After my Father returned from the Mountain we had a new friend visit. I have always thought of him as Major Magician. I can't remember his name. I called him that because he was an amateur magician, always ready to impress me with some trick. He carried cards and pieces of rope and handkerchiefs around. My favorites were the rope tricks. I think it was another hint of a nascent interest in topology. I cared less about the tricks themselves than the different kinds of knots he could show me.

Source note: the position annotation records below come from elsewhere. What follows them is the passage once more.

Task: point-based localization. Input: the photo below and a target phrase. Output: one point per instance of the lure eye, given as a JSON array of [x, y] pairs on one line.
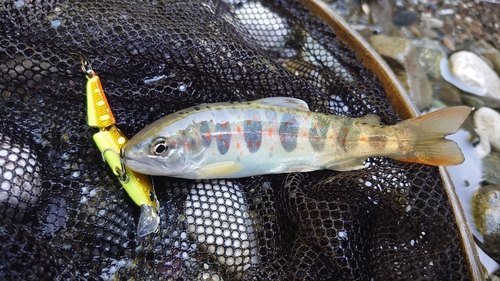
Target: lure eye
[[160, 147]]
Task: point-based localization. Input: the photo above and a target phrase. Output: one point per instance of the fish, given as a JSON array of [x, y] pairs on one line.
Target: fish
[[110, 141], [281, 135]]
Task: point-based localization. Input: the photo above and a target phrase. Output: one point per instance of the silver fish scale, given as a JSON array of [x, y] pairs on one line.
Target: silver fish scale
[[322, 226], [20, 182]]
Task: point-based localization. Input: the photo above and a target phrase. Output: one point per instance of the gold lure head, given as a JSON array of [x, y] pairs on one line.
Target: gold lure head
[[110, 141]]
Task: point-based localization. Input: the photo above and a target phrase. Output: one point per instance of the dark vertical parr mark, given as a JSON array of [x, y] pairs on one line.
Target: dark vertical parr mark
[[252, 132], [223, 136], [289, 129], [205, 133], [317, 133], [342, 136], [378, 142]]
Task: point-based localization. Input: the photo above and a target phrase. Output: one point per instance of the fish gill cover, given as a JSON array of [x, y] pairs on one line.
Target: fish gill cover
[[63, 214]]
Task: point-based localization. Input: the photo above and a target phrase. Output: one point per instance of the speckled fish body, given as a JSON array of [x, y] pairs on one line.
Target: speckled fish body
[[281, 135]]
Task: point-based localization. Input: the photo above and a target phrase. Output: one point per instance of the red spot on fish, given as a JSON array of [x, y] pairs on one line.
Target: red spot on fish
[[208, 135]]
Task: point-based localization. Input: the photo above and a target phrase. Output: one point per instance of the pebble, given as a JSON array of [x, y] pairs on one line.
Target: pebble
[[486, 123], [486, 213], [484, 49], [470, 73], [430, 54], [402, 56], [405, 18], [491, 168]]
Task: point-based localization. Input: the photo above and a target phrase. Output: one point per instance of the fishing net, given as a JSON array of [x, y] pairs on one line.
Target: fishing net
[[64, 215]]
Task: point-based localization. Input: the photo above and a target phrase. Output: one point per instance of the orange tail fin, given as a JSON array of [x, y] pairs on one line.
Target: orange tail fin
[[428, 143]]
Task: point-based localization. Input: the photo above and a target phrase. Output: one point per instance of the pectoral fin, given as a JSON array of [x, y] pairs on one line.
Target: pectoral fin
[[287, 102], [354, 164], [219, 170]]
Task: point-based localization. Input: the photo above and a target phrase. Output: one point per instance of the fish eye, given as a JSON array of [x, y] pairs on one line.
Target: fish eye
[[160, 147]]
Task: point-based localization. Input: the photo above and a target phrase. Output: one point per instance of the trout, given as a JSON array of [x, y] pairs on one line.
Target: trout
[[280, 135]]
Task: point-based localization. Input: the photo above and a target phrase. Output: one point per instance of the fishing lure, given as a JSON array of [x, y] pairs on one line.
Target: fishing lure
[[280, 135], [110, 141]]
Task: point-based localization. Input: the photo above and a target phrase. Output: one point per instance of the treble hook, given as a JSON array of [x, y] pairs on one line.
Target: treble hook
[[120, 172], [84, 65]]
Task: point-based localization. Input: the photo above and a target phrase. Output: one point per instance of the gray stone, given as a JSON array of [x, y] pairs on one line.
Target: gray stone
[[471, 100], [471, 74], [402, 56], [430, 54], [447, 93], [486, 123], [482, 48], [486, 214], [381, 15], [491, 168]]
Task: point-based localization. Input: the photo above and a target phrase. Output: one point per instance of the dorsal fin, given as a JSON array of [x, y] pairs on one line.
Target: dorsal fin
[[287, 102]]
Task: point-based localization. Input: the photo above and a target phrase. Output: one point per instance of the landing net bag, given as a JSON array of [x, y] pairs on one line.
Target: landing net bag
[[64, 215]]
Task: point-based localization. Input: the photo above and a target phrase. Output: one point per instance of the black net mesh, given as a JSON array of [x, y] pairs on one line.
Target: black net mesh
[[64, 215]]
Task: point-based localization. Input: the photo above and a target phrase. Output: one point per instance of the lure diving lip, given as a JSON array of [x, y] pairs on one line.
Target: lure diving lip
[[111, 141], [280, 135]]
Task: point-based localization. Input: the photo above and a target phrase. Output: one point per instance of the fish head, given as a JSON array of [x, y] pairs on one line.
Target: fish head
[[162, 154]]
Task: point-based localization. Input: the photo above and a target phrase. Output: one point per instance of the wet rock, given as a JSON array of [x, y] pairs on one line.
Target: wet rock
[[402, 56], [486, 213], [431, 22], [381, 15], [470, 73], [471, 100], [486, 123], [404, 18], [491, 168], [430, 54], [447, 93], [484, 49]]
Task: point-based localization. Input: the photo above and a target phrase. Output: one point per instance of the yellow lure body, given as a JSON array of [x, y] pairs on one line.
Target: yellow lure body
[[110, 140]]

We had another dog-related incident that showed the interesting consequences of living in a country where dog is on the menu. While entertaining Major Magician a Chinese man dropped by to deliver a package. Ordinarily we would take the package at the gate, but because we had a guest we just buzzed the delivery man in. The dog, Koko, went berserk.

Koko was the most laid back dog you ever saw. Until then. We couldn't figure out why he went nuts until Major Magician mentioned that Koko might have a good idea what our visitor has been eating lately.

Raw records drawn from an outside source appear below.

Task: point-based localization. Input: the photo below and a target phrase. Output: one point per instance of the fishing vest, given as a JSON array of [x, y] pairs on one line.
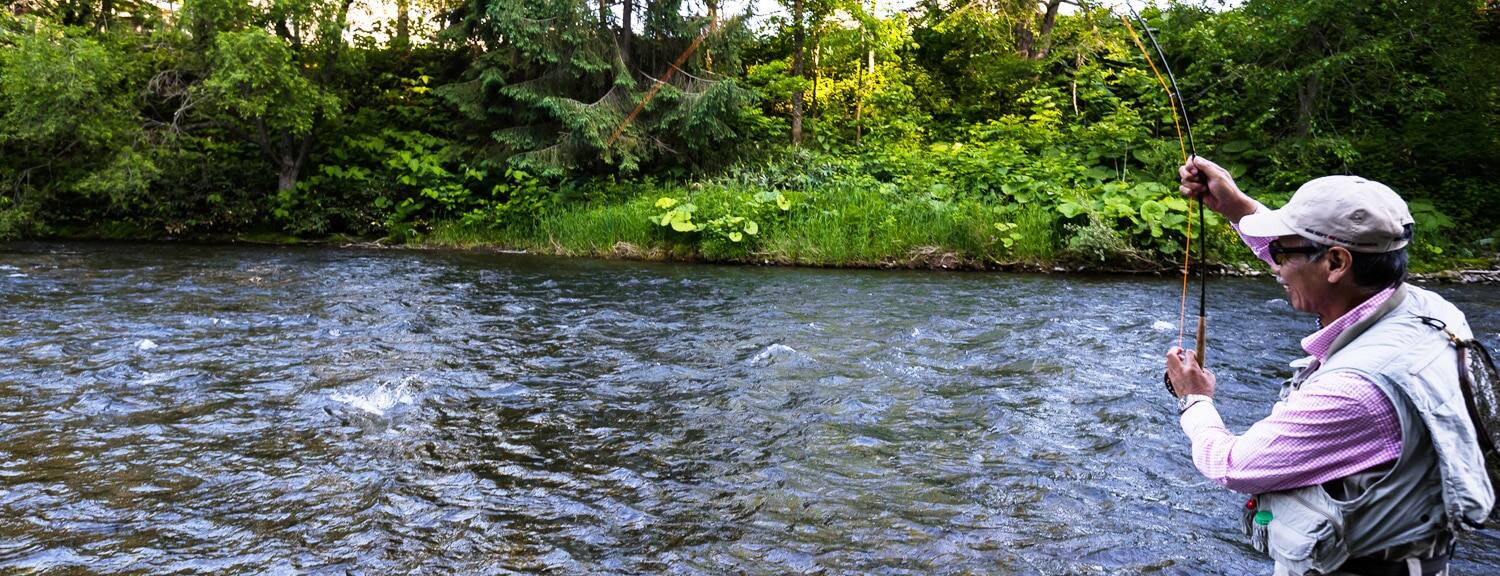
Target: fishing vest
[[1436, 485]]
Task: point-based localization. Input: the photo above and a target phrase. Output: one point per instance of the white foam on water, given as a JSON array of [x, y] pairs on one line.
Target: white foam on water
[[771, 353], [380, 399]]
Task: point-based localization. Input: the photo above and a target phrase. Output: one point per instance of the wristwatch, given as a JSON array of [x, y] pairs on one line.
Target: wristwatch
[[1190, 399]]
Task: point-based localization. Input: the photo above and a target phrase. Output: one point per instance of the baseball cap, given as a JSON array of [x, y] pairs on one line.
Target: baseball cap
[[1340, 210]]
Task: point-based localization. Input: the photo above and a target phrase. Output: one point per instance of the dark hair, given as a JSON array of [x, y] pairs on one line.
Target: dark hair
[[1376, 272], [1379, 270]]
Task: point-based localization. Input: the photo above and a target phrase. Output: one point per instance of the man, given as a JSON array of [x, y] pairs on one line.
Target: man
[[1368, 462]]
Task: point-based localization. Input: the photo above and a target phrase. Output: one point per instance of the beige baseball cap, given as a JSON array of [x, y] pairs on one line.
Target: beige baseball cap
[[1340, 210]]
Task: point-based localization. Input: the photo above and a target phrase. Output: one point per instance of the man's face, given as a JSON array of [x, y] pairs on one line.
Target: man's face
[[1301, 275]]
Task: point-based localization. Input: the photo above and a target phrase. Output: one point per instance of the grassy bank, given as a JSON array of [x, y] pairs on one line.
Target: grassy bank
[[840, 225]]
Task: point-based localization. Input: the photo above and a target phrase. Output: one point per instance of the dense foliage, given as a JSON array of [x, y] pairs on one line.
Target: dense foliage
[[831, 132]]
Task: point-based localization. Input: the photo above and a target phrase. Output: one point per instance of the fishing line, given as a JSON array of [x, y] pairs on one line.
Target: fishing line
[[1188, 152], [656, 87]]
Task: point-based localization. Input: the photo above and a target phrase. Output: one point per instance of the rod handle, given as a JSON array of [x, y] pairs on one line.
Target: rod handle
[[1203, 324]]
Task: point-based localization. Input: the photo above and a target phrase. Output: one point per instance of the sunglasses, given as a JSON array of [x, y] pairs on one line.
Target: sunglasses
[[1280, 254]]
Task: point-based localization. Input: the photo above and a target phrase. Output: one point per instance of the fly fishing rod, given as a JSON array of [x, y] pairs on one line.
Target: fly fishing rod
[[1188, 153]]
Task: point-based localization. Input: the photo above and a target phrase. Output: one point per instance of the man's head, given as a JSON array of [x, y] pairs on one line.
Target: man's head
[[1340, 240]]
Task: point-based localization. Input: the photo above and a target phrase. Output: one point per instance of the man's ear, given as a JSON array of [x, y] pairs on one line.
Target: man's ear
[[1340, 263]]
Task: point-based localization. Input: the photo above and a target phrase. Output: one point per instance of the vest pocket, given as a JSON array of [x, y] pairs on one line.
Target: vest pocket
[[1304, 530], [1299, 543]]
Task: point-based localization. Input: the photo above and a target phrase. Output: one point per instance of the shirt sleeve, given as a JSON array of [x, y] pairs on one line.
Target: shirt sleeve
[[1260, 245], [1334, 426]]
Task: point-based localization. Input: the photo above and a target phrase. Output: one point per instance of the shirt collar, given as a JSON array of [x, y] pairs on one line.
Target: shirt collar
[[1319, 342]]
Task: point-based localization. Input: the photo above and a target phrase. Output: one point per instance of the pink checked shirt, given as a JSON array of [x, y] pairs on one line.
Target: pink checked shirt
[[1332, 426]]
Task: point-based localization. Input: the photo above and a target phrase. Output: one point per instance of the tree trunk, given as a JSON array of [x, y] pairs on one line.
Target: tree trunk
[[402, 24], [287, 177], [1047, 23], [627, 8], [798, 39], [713, 29], [813, 110]]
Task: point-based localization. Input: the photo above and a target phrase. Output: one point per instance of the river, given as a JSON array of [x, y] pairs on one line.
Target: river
[[230, 410]]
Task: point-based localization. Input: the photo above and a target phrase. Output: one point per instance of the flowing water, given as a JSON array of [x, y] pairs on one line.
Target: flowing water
[[182, 410]]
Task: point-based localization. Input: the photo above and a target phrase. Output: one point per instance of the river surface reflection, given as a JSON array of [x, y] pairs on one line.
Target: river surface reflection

Mind you, I have no problem with eating dog. I'd be willing to try it. I'm just saying, if you live in a country where it's customary, keep an eye on Fido. He could take it personally.

Major Magician was the first regular friend that my Father had in Taiwan that interacted with the rest of us. He and his wife lived on the opposite side of Taipei in a middle-class neighborhood dominated by walled pre-war Japanese-style housing.

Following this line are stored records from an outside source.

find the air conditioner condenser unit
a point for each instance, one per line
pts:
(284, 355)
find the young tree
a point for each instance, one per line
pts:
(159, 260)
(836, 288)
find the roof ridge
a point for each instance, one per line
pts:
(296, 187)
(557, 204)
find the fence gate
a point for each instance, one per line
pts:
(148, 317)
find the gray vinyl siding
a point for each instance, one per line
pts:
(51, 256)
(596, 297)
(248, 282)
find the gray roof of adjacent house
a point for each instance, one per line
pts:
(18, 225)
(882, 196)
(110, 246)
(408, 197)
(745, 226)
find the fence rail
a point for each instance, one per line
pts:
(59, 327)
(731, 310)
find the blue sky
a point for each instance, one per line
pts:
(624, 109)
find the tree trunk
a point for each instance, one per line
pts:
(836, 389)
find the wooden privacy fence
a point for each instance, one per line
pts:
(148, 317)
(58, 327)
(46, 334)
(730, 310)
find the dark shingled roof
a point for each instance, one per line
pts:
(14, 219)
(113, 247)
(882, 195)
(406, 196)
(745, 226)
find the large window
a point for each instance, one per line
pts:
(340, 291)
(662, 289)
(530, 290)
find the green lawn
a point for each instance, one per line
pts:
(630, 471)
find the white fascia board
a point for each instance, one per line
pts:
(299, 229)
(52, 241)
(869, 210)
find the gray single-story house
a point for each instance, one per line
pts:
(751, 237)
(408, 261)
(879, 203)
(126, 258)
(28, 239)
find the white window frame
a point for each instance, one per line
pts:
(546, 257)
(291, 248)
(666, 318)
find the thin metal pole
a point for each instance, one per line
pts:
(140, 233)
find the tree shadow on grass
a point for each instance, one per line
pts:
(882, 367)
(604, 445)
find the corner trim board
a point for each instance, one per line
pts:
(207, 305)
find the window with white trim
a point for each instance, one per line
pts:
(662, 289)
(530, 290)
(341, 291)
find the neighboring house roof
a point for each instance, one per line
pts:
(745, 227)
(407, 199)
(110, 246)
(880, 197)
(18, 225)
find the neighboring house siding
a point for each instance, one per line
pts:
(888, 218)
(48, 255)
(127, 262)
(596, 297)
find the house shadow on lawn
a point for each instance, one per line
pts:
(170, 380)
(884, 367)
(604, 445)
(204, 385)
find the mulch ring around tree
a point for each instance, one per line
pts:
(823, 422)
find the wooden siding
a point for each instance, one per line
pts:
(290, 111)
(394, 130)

We went to visit them one evening. It was a beautiful house. The adults gathered around a table in what looked like a meditating room. It was a bare room with a long sliding paper wall that separated it from the main living room, and had glass doors opening to a walled garden. Major & Mrs. Magician used it for a dining room, usually. This night they used it to play four-way strip poker with my parents.

I was supposed to nap on a couch in the other room, but somehow when your Mother is playing strip poker in the next room it's hard to sleep. Especially with all the giggling. I had to get up and ask for a glass of water. Sure enough, by the time I got there Mom had lost. She always lost. Which was weird, because I'm sure she was the best poker player.

We loved the Japanese-style house, and hated the Chinese-style house that we had been living in, that we didn't renew our 6 month lease on the latter, and moved into one of the houses in Major Magician's neighborhood.

Our new house was a one-story house on a narrow dirt road. We were one block North from a large expanse of rice paddies. I learned what rice paddies smell like up close. They smell just like water buffaloes, which smell like a cross between an outhouse and old gym shoes. Fortunately, the prevailing winds favored us.